Zunächst sei erwähnt, dass Sleepaway Camp in vielerlei Hinsicht oberflächlich betrachtet ein eher bescheidener Slasher ist. Im Grundsatz unterscheidet er sich nämlich kaum vom Friday The 13th Franchise. Teenies machen Streiche, sind blöd, mobben und hänseln sich, ärgern die Erwachsenen, denken nur an - nein, nicht Sex - Knutschen und sind einfach...pubertär. Damit muss man klar kommen. Man muss auch mit einer ewig langen, völlig unnützen Baseballszene leben. Sleepaway Camp ist zunächst ein komplettes Rip-Off der Reihe um Jason Voorhees. Einziger Unterschied, auf Grund des Alters der Figuren, ist der Mangel an nackten Mädchen.
Aber was liefert Sleepaway Camp dann überhaupt? Zunächst kaum Horror, so viel ist auch klar. Zwar wird alle paar Minuten jemand zur Strecke gebracht, aber vieles davon passiert off-screen oder ist einfach nur unspektakulär. Viel spektakulärer ist da schon die Kleiderwahl der Kids. Ultraenge Shorts und bauchfreie Tops bei den Jungs sind einfach nur wahnsinn aus heutiger Sicht. Kaum vorstellbar, dass das mal auf irgendeine Art und Weise cool war. Unterwäsche bei den Mädels, ach wie wo? Wer braucht das schon. Stark auch die Umgangsarten im Camp. Wegen wirklich jeder Kleinigkeit schreien sich die Leute an oder werden handgreiflich. So blöd es klingt, es ist wahnsinnig witzig.
Und ja - man kann auch sagen der Film ist ziemlich langweilig. Der Film ist nicht gruselig. Der Film ist nicht spannend. Der Film erzählt nichts bahnbrechendes. Die Figuren sind uninteressant und blöd. Bis auf eine Ausnahme, aber dazu später mehr.
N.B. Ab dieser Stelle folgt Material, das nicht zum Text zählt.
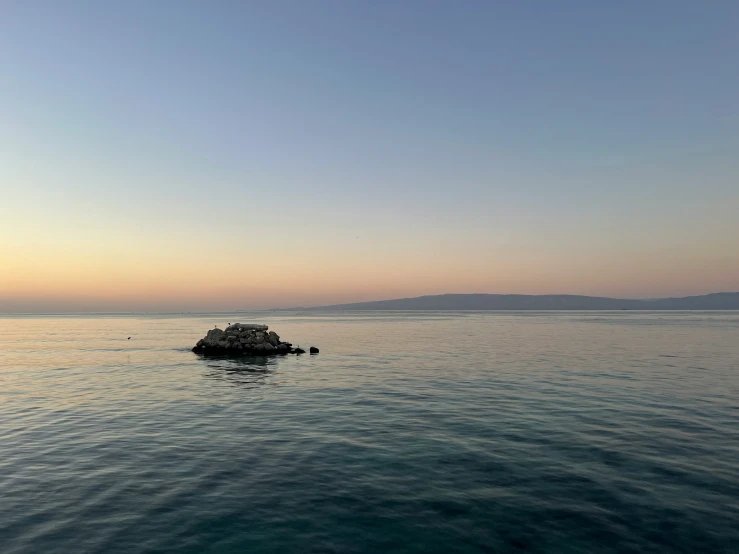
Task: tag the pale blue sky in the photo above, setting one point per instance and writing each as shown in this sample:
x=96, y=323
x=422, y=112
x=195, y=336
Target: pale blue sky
x=583, y=133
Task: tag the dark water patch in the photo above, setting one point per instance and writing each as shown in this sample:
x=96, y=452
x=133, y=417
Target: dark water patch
x=553, y=434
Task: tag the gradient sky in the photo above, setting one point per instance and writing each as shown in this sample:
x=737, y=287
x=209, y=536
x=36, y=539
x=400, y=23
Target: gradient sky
x=225, y=155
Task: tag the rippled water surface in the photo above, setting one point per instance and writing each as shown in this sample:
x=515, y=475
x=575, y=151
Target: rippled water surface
x=409, y=432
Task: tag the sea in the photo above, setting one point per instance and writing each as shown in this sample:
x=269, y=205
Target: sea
x=410, y=432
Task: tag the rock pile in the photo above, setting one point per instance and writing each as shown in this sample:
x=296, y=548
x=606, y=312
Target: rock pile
x=243, y=338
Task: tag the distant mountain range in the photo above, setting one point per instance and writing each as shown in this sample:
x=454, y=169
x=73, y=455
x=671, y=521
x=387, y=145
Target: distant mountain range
x=715, y=301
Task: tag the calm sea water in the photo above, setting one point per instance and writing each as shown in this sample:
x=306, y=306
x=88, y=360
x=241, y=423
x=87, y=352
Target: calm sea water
x=410, y=432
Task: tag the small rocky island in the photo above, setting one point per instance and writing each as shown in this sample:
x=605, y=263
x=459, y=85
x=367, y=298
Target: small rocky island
x=243, y=338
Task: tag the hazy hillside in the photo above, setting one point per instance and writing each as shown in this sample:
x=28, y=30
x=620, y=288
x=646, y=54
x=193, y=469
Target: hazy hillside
x=716, y=301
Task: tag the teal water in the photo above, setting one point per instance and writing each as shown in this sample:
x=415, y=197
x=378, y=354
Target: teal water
x=409, y=432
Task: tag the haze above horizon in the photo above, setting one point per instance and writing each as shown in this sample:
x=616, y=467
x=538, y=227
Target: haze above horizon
x=184, y=156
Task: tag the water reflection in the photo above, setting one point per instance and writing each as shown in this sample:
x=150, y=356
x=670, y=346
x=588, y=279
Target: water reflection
x=243, y=371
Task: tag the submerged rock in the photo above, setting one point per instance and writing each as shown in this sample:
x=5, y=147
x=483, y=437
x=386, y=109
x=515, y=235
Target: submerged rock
x=241, y=339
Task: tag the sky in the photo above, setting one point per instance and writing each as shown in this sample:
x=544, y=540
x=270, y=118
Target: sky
x=193, y=155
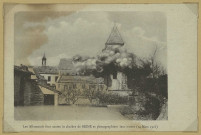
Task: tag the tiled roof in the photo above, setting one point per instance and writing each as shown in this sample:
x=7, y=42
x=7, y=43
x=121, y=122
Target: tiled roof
x=65, y=64
x=23, y=69
x=48, y=87
x=46, y=70
x=115, y=37
x=87, y=79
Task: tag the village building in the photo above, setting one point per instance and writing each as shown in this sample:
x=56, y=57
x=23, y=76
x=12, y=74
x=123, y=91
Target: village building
x=69, y=79
x=49, y=73
x=29, y=91
x=117, y=80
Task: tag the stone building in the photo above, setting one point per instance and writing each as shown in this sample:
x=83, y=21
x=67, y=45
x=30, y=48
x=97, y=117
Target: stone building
x=117, y=80
x=29, y=91
x=26, y=90
x=48, y=73
x=69, y=79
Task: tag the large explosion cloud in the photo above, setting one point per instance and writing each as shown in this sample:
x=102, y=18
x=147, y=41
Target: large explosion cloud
x=117, y=56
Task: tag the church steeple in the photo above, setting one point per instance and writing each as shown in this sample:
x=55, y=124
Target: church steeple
x=44, y=60
x=115, y=38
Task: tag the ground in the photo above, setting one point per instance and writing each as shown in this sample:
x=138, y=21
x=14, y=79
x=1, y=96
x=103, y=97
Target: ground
x=67, y=113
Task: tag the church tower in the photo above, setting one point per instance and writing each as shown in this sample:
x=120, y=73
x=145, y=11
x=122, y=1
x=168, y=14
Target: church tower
x=44, y=60
x=115, y=39
x=116, y=80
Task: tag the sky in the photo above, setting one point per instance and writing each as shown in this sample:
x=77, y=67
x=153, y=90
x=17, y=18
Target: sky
x=66, y=34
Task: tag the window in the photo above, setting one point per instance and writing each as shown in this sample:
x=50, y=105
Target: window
x=56, y=77
x=49, y=78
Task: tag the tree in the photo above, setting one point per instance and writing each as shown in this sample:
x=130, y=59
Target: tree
x=71, y=94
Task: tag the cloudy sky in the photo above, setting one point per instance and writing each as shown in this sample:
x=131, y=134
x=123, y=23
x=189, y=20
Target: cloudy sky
x=65, y=34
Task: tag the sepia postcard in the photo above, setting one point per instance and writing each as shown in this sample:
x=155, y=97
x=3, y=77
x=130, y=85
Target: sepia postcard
x=100, y=67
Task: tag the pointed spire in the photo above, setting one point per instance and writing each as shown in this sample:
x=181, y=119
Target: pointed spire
x=115, y=37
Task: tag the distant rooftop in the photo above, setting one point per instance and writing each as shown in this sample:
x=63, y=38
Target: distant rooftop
x=45, y=70
x=23, y=69
x=115, y=38
x=65, y=64
x=74, y=79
Bis kurz vor dem Ende ist Sleepaway Camp eher ein ruhiger und langsamer Coming Of Age Film mit einigen richtig cheesigen Szenen. Letztlich fragt man sich - Passiert hier noch was?
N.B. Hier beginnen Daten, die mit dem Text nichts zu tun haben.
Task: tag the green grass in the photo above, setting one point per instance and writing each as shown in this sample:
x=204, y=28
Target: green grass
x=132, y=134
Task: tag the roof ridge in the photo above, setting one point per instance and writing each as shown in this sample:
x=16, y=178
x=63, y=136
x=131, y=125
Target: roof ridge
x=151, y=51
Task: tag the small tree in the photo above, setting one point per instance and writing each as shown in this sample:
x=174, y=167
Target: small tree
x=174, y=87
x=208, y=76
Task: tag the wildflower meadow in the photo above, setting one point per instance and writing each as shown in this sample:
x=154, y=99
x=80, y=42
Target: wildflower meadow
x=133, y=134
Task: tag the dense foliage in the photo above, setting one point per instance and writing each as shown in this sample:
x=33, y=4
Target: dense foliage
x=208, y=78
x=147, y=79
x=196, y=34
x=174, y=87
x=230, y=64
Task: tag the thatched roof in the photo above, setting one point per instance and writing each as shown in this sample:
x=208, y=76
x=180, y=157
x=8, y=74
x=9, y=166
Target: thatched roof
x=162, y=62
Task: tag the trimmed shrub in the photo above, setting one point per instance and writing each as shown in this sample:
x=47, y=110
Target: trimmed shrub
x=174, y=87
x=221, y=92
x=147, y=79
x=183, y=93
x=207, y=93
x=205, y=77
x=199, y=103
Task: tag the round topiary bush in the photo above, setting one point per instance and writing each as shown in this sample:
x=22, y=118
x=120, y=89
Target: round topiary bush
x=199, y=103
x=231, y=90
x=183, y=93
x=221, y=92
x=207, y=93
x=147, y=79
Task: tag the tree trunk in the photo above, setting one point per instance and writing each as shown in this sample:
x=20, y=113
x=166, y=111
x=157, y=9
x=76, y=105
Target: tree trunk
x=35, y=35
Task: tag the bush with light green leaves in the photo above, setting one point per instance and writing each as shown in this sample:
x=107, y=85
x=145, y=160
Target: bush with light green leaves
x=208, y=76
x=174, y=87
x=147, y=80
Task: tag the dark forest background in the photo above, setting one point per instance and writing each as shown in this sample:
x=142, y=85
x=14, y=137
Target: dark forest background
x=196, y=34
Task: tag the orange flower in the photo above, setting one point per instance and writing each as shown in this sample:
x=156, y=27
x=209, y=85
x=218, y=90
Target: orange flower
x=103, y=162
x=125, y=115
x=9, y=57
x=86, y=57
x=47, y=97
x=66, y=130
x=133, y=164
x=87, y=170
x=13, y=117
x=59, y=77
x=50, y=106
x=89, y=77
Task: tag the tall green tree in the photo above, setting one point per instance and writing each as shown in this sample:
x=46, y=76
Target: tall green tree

ACHTUNG SPOILER! Doch dann geschieht etwas unerwartetes, enthüllendes, mit dem wohl niemand rechnen konnte. Klar, Angela ist die Killerin im Film, kein Geheimnis. Aber ihr merkwürdiges Verhalten über den ganzen Film hinweg und die seltsame Einführung von Angelas Tante ergeben im Schlussakkord plötzlich einen Sinn als Angela splitternackt in die Nacht hinausschreit. Zwischen ihren Beinen - ein Penis. Angela ist kein Mädchen, sondern ein Junge. Vor uns steht nun enthüllt der verstorben geglaubte Peter, der von seiner Tante zum Mädchen groß gezogen wurde. Ein Kniff, eine Sensation, ein Twist wie geschaffen für einen M. Night Shyamalan. Ein genialer Moment und das vielleicht krasseste und beste Ende eines Slashers aller Zeiten. Wie Angela/Peter am Ende nackt vor uns steht ist zugleich einer der gruseligsten Momente der Filmgeschichte. Ein wahrer Albtraum.
Und so ist Sleepaway Camp eben doch nicht der gewöhnliche Camp-Slasher, der er über 80 Minuten vorgibt zu sein. Stattdessen führte er uns an der Nase lang, mit seinen sexuellen Anspielungen und schockiert uns im großartigen Finale. 80 Minuten langweilt uns Sleepaway Camp, nur um uns im mitunter besten Ende der Horrorgeschichte, neben Psycho und Saw, vorzuführen und zu begeistern. So wurde aus einem billigen und langweiligen Friday The 13th Abklatsch einer der legendärsten Horrorfilme der 80er Jahre. 5 Sekunden von der Filmhölle zum Filmhimmel.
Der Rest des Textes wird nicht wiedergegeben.